I used to run a VNC server on my home PC (flaw 1). Chinese hackers discovered it and spent three weeks brute-forcing the password (flaw 2). Once in, they installed TeamViewer to allow themselves future access. Then, they logged in at 3am and used my browser-saved PayPal credentials (flaw 3) to paypal themselves $5k from my linked chequing account (flaw 4).

I discovered this several days afterwards when I saw the withdrawals hit my bank account. I then found a few further pending Paypal transactions, and pieced the rest together from VNC and router logs.

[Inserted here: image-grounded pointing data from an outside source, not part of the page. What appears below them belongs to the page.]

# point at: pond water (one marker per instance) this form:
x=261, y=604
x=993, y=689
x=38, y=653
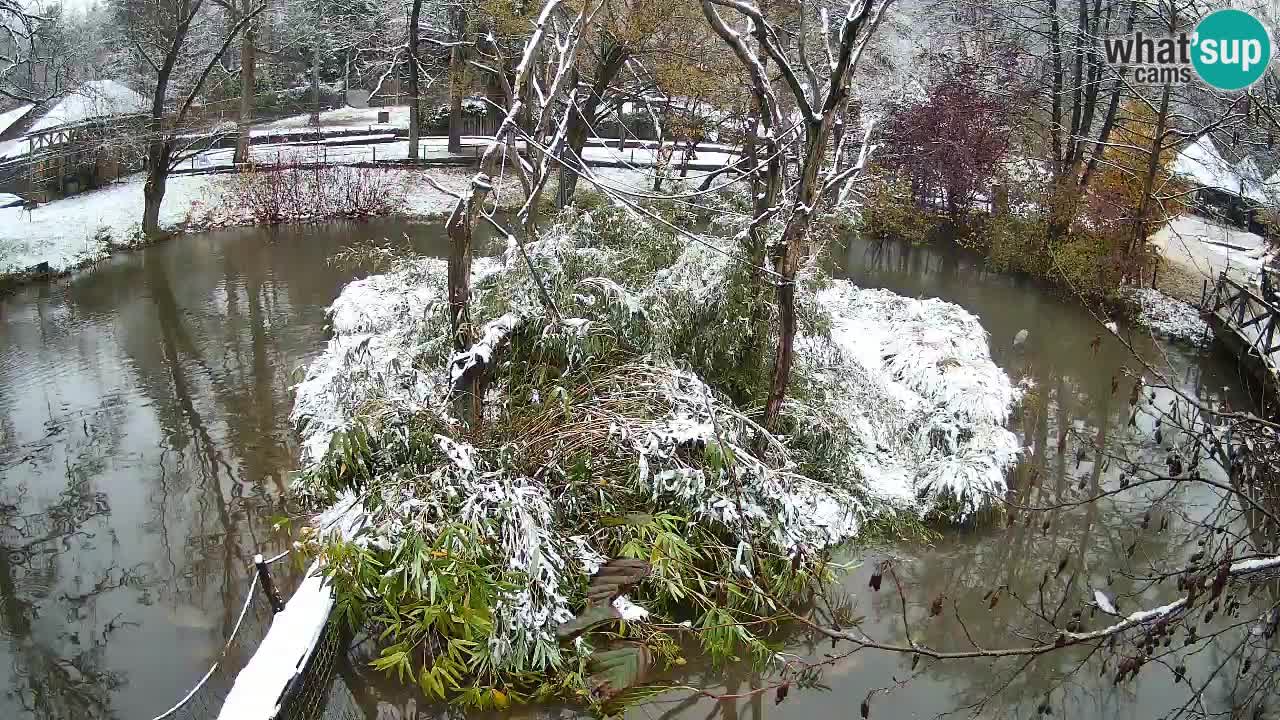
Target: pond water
x=145, y=446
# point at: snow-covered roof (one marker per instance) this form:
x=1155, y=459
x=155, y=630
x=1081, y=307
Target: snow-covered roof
x=95, y=99
x=1205, y=165
x=10, y=117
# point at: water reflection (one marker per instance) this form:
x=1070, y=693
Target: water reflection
x=1078, y=404
x=144, y=446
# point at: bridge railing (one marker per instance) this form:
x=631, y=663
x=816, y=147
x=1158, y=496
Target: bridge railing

Thankfully my credit union believed me that I didn't authorize the transactions and reversed them, making me whole again.

But damn, it's a scary feeling having someone break into your computer, not knowing what they might have looked at or accessed. Very similar to having your home broken into.


Wire fraud results in billions of dollars in losses per year from checking accounts. Here's one article from 2019:

https://www.cnbc.com/2019/09/11/email-wire-fraud-cost-26-bil...

We talk about eth/btc as if they're just covering the function of the checking account, but it's also covering the function of the checks, wire transfers, ACH transfers, etc. So for a real comparison you'd have to count up all the related fraud from legacy checking accounts and their various mechanisms to move money between them.


This article is about people being fooled into wiring money to fraudulent actors, not about hacking.


FDIC does not protect against account hacks. Bank's assets and laws do. FDIC protects accounts against losses caused by bank failures.


At least with a checking account you may be able to have the transfer reversed.

The idea of buying game credits and trading them in game makes sense, but you would want the game publisher to have root on the ledger so that if there was a hack they could reverse it.


> but you would want the game publisher to have root on the ledger so that if there was a hack they could reverse it.

In other words, you'd want the game publisher to run their game on a centralized database, like MMOs have been doing for decades.


that sounds like a bank


Cash app, Venmo, Wise, and hundreds of other payment apps are also this - perhaps a bit larger, more reputable, more regulated, but not fundamentally different (or am I missing something?)


What do you mean by 'real' fake money? ETH is money.